It had been a long day and Algy was feeling tired, so he stopped to rest in a flowery meadow, while the last of the sunshine still lit up the hillsides. The misty islands of the Inner Hebrides hovered in the distance, far beyond the deep freshwater loch that was shimmering in the evening light. A cool breeze rustled through the bracken, and Algy thought of a poem by William Cullen Bryant, which he would like to dedicate to everyone who has been suffering from the heat:
Spirit that breathest through my lattice, thou
That cool’st the twilight of the sultry day,
Gratefully flows thy freshness round my brow:
Thou hast been out upon the deep at play,
Riding all day the wild blue waves till now,
Roughening their crests, and scattering high their spray
And swelling the white sail. I welcome thee
To the scorched land, thou wanderer of the sea!

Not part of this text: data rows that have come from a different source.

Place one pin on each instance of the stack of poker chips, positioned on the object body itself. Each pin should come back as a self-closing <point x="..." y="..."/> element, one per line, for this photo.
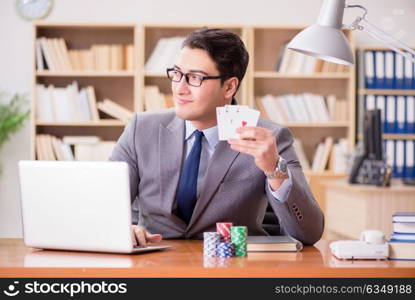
<point x="228" y="241"/>
<point x="224" y="229"/>
<point x="239" y="235"/>
<point x="210" y="242"/>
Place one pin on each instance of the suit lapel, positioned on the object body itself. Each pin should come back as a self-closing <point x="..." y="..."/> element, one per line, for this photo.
<point x="219" y="165"/>
<point x="170" y="157"/>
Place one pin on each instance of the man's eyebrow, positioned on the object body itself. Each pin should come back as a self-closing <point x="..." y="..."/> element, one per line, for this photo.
<point x="191" y="71"/>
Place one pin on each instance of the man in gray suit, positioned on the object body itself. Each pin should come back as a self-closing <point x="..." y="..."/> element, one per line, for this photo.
<point x="184" y="180"/>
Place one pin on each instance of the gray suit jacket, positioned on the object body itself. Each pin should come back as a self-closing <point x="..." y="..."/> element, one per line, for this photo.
<point x="234" y="190"/>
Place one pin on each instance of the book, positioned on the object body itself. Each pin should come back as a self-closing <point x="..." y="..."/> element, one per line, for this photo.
<point x="409" y="237"/>
<point x="406" y="216"/>
<point x="115" y="110"/>
<point x="400" y="250"/>
<point x="273" y="243"/>
<point x="402" y="227"/>
<point x="81" y="139"/>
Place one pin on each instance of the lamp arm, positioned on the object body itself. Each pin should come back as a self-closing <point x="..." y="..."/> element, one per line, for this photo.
<point x="362" y="24"/>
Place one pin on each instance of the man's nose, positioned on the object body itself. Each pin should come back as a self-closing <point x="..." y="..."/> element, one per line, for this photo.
<point x="182" y="86"/>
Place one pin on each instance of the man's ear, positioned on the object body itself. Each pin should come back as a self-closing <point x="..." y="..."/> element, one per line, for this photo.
<point x="231" y="85"/>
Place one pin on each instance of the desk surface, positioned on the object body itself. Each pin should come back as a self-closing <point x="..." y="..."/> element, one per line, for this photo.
<point x="396" y="187"/>
<point x="185" y="259"/>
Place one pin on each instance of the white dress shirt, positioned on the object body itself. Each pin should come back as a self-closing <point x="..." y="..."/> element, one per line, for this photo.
<point x="209" y="143"/>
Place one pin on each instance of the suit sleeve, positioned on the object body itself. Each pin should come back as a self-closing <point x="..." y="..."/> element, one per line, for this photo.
<point x="125" y="151"/>
<point x="300" y="215"/>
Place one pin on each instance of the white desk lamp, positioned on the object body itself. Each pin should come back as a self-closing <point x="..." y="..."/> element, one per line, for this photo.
<point x="325" y="40"/>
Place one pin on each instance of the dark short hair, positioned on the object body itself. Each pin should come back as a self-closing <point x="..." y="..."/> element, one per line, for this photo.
<point x="224" y="47"/>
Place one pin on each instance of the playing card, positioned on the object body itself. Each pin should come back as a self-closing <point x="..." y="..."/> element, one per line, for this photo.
<point x="231" y="117"/>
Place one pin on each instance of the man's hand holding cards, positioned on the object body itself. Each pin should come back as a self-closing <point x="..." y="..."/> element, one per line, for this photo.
<point x="231" y="117"/>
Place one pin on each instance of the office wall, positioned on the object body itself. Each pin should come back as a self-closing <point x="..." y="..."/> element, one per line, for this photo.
<point x="394" y="16"/>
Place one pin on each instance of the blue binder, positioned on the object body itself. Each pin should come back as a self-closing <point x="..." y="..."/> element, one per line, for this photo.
<point x="369" y="67"/>
<point x="400" y="126"/>
<point x="410" y="114"/>
<point x="410" y="159"/>
<point x="409" y="74"/>
<point x="379" y="69"/>
<point x="399" y="71"/>
<point x="400" y="158"/>
<point x="389" y="70"/>
<point x="390" y="110"/>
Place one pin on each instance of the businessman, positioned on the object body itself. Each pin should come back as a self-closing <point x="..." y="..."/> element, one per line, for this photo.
<point x="183" y="179"/>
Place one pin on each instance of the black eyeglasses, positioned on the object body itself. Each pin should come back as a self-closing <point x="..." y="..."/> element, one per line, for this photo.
<point x="192" y="79"/>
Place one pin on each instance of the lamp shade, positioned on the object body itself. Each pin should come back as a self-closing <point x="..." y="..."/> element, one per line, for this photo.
<point x="324" y="42"/>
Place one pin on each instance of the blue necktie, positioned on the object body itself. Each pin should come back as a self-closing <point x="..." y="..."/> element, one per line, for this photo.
<point x="187" y="189"/>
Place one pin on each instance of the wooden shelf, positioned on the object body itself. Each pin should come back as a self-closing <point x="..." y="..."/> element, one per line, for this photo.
<point x="102" y="123"/>
<point x="86" y="74"/>
<point x="270" y="74"/>
<point x="317" y="125"/>
<point x="155" y="75"/>
<point x="324" y="173"/>
<point x="387" y="92"/>
<point x="390" y="136"/>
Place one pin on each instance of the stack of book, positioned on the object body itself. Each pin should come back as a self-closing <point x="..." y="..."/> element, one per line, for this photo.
<point x="164" y="55"/>
<point x="52" y="54"/>
<point x="400" y="155"/>
<point x="330" y="154"/>
<point x="385" y="70"/>
<point x="71" y="104"/>
<point x="292" y="62"/>
<point x="49" y="147"/>
<point x="397" y="112"/>
<point x="303" y="108"/>
<point x="155" y="100"/>
<point x="402" y="242"/>
<point x="88" y="148"/>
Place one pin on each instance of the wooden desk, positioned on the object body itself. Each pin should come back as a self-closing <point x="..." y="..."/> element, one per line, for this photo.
<point x="185" y="259"/>
<point x="352" y="208"/>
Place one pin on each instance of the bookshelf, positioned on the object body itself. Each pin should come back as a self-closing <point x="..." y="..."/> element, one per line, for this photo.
<point x="120" y="85"/>
<point x="387" y="80"/>
<point x="265" y="46"/>
<point x="127" y="87"/>
<point x="151" y="35"/>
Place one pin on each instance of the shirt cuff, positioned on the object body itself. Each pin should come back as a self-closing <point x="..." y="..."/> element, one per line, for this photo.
<point x="281" y="194"/>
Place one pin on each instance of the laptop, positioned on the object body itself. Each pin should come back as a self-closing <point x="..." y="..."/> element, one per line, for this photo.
<point x="78" y="206"/>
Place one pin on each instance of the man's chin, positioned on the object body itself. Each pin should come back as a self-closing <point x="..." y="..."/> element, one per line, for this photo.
<point x="185" y="114"/>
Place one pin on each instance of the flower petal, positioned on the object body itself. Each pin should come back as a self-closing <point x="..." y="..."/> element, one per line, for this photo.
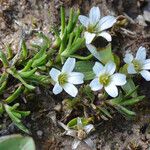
<point x="110" y="67"/>
<point x="79" y="123"/>
<point x="131" y="69"/>
<point x="69" y="65"/>
<point x="89" y="37"/>
<point x="84" y="20"/>
<point x="98" y="67"/>
<point x="90" y="143"/>
<point x="106" y="22"/>
<point x="88" y="128"/>
<point x="76" y="78"/>
<point x="118" y="79"/>
<point x="54" y="73"/>
<point x="128" y="58"/>
<point x="105" y="35"/>
<point x="94" y="15"/>
<point x="70" y="89"/>
<point x="112" y="90"/>
<point x="145" y="74"/>
<point x="141" y="53"/>
<point x="93" y="51"/>
<point x="146" y="64"/>
<point x="75" y="143"/>
<point x="57" y="89"/>
<point x="95" y="85"/>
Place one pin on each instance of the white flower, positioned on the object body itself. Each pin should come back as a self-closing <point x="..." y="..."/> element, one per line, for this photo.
<point x="94" y="51"/>
<point x="65" y="79"/>
<point x="96" y="26"/>
<point x="105" y="77"/>
<point x="139" y="64"/>
<point x="80" y="134"/>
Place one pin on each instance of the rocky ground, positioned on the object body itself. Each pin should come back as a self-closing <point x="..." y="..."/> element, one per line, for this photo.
<point x="116" y="134"/>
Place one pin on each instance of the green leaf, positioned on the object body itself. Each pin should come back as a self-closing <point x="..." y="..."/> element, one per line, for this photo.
<point x="16" y="142"/>
<point x="105" y="112"/>
<point x="124" y="111"/>
<point x="15" y="118"/>
<point x="73" y="122"/>
<point x="130" y="89"/>
<point x="132" y="101"/>
<point x="85" y="67"/>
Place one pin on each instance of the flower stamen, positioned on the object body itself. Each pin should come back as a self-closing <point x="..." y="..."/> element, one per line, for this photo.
<point x="137" y="65"/>
<point x="62" y="79"/>
<point x="104" y="79"/>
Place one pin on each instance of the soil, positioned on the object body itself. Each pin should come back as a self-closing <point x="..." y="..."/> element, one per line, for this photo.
<point x="115" y="134"/>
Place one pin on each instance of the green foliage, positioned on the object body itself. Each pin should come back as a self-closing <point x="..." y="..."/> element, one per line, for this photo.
<point x="16" y="115"/>
<point x="24" y="69"/>
<point x="86" y="68"/>
<point x="16" y="142"/>
<point x="73" y="123"/>
<point x="69" y="39"/>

Nor I alone—a thousand blossoms round
Inhale thee in the fulness of delight;
And languid forms rise up, and pulses bound
Livelier, at coming of the wind of night;
And, languishing to hear thy grateful sound,
Lies the vast inland stretched beyond the sight.
Go forth into the gathering shade; go forth,
God’s blessing breathed upon the fainting earth!
Go, rock the little wood-bird in his nest,
Curl the still waters, bright with stars, and rouse
The wide old wood from his majestic rest,
Summoning from the innumerable boughs
The strange, deep harmonies that haunt his breast:
Pleasant shall be thy way where meekly bows.
The shutting flower, and darkling waters pass,
And where the o’ershadowing branches sweep the grass.
[Algy is quoting the first three verses of The Evening Wind by William Cullen Bryant.]